Bosnia and Herzegovina
Since mid-2018, the route via Bosnia and Herzegovina (BiH) became one of the most travelled mixed migration routes in the Western Balkans and by June 2019, authorities in BiH have detected more than 34,900 arrivals to the country. Transit corridors from Bulgaria/North Macedonia and Serbia, as well as through Albania and Montenegro merge in Bosnia and Herzegovina. Strict border controls by Croatian border police severely limit the possibilities for onward movement and as reception capacities in BiH are limited there are critical needs for direct humanitarian assistance.
The Danish Refugee Council (DRC) decided to re-open its office in the country in late July 2018, with main office in Sarajevo and a field office in Bihać (Una-Sana canton) with activities implemented in Una-Sana, Herzegovina-Neretva, Sarajevo and Tuzla cantons, aiming at supporting the BiH authorities in managing increased migration flows and corresponding challenges in the country.

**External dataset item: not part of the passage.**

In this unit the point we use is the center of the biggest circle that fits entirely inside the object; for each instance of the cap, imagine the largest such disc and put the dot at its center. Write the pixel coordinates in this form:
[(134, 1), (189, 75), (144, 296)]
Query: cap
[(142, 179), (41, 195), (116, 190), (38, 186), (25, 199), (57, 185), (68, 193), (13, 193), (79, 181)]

Programmatically DRC with the support of ECHO, UNHCR and UNICEF focuses on two main sectors of intervention:
- Protection and advocacy on behalf of persons of concern
- Health assistance through support to direct health care responders
More specifically, DRC in BiH focuses on improving access to primary and secondary health care including psychosocial and mental health services to refugees, migrants and asylum seekers, as well as on enhancing the overall protective environment, with a focus on case management in SGBV (Sexual and Gender Based Violence) and timely outreach protection response to rights violations in border areas.
Main partners and donors of DRC in BiH are:
- European Commission Directorate-General for European Civil Protection and Humanitarian Aid Operations (DG ECHO)
- Delegation of the European Union to Bosnia and Herzegovina
- United Nations High Commissioner for Refugees (UNHCR)
- United Nations Children's Fund (UNICEF)
DRC works with the support of the BiH Federal Ministry of Health and the Ministries of Health, Labor and Social Policy of the Una-Sana, Sarajevo and Herzegovina-Neretva cantons, with direct engagement with health institutions at cantonal and local level. Cooperation is maintained with other relevant Ministries, UN agencies, international and local organizations and actors.
DRC has been working in Bosnia and Herzegovina since 1992 and closed its office in the country at the end of January 2010 after 18 years. BiH was one of the first international operations in DRC’s history and one that has profiled DRC as an international humanitarian responder. At the time of the closure of the DRC mission in BiH in 2010, it was decided that the authorities and local NGOs would take over DRC’s work.